Seperti yang diharapkan, dia tampaknya cukup populer.
Meski diejek, Hayato tidak punya keinginan untuk mengencaninya atau semacamnya. Dia memang menganggapnya manis, dan dia tidak akan menyangkalnya. Namun, mereka baru saja bertemu hari ini, dan dia tidak cukup mengenalnya untuk memberikan pendapat lebih dari itu.
Kemungkinan besar hal yang sama juga akan terjadi pada Nikaidou.
Itu sebabnya ini menjadi lebih membingungkan.
Mengapa dia mengeluarkan suasana jengkel dan menunjukkan ketidakpedulian terhadap seseorang yang baru dia temui?
“Hmm, aku tidak mengerti.”
Tidak peduli seberapa keras dia memutar otak, dia tidak dapat menemukan jawabannya.
Satu-satunya perasaan yang semakin kuat seiring dengan keraguannya adalah urgensi untuk segera berbicara dengannya.
Dikelilingi orang-orang sejak pagi juga melelahkan bagi Hayato.
Jumlah orang di sini sama banyaknya dengan jumlah orang saat festival di kampung halamannya…

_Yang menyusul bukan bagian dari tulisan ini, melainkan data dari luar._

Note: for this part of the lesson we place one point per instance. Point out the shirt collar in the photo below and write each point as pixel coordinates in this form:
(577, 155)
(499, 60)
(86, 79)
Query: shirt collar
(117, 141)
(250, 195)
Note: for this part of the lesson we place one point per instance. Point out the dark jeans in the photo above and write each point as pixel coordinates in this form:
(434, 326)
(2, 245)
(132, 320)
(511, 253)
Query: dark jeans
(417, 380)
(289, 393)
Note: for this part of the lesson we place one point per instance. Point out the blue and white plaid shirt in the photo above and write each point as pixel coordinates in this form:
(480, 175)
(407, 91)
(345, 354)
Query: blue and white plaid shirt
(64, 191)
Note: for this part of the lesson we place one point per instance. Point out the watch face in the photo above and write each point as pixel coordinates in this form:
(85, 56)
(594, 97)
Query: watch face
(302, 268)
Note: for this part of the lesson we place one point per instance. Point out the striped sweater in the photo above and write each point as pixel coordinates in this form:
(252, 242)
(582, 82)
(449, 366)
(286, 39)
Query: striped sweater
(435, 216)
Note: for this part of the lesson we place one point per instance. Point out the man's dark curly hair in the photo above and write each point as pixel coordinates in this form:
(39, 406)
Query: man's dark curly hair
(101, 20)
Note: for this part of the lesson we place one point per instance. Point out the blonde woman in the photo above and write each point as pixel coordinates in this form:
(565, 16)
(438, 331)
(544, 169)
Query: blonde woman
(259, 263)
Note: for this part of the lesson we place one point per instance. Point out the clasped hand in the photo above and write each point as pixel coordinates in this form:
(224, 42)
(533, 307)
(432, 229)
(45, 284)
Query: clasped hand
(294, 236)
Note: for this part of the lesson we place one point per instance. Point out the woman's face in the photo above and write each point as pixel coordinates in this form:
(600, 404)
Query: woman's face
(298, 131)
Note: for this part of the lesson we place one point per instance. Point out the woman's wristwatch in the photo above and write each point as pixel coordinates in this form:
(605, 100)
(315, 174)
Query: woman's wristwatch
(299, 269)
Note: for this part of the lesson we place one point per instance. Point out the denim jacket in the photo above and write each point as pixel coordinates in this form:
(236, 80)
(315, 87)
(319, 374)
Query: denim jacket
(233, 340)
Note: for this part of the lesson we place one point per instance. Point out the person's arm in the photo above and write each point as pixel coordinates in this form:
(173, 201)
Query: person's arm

Meskipun dia diajak makan siang bersama oleh beberapa anak laki-laki di kelas, dia menolak, dan memilih meninggalkan kelas untuk melihat-lihat toko sekolah.
“Ugh…”
Tiba di toko sekolah sedikit lebih lambat dari yang lain, Hayato dikejutkan oleh ramainya kerumunan, yang tidak sebanding dengan ketenangan ruang kelas.
…Aku mungkin harus mulai menyiapkan makan siangku sendiri mulai besok.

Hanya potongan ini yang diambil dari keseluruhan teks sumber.